Castoffs and leftovers: A Candid Description of the BLM
From the Journal: 9/21/2011 (Alpaugh, California)
Today I was treated to a bit of an explanation about how the department of the interior divvied up its holdings. The Parks Service got everything that was truly extraordinary: Yellowstone, Sequoia, Yosemite, The Everglades, et al. The Forest Service, being originally devoted to harvesting timber, was given all the really productive forests. The Green Mountains, The White Mountains, and the Finger lakes all spring to mind. Finally, the Borough of Land Management (BLM) got everything that the federal government couldn’t give away to homesteaders. They got the barren mountains, the driest (and least picturesque deserts), the scrub-land, and the swamps.
As far as I can tell, this is largely true. The BLM manages truly staggering amounts of land, 264 MILLION acres total (70 Million more than the forest service), and in my limited experience they seem to be fairly pragmatic about their day-to-day operations.
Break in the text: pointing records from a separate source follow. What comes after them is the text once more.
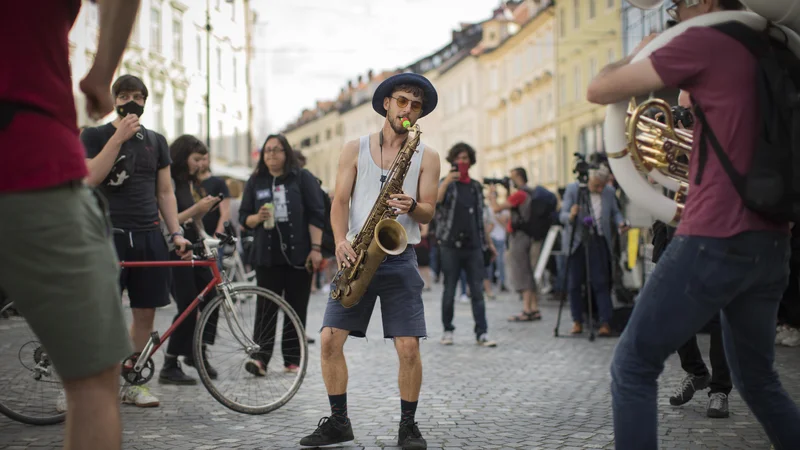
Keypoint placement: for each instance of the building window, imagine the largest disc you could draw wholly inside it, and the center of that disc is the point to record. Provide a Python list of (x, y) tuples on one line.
[(199, 40), (178, 118), (235, 74), (493, 80), (219, 65), (235, 142), (177, 40), (155, 30), (158, 112)]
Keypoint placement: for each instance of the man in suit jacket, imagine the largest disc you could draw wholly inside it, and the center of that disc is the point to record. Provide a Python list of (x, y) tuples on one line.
[(597, 218)]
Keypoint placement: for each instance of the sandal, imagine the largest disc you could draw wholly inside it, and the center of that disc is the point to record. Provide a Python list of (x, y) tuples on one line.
[(526, 317)]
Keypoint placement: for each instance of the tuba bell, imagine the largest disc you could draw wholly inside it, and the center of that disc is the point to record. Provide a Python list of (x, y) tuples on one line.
[(640, 147)]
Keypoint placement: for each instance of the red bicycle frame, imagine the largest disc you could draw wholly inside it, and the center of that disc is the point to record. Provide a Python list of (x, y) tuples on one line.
[(212, 263)]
Much of the land is multi-use, meaning people are free to come and go on it as they please, however other tracts have been designated for energy production (both fossil fuel derived and green), grazing, and species conservation.
Perhaps more relevant to me (and you gentle bio-friendly reader), since they don’t get the press that the other arms of the Department of the Interior do, the competition for jobs within the BLM is far lower.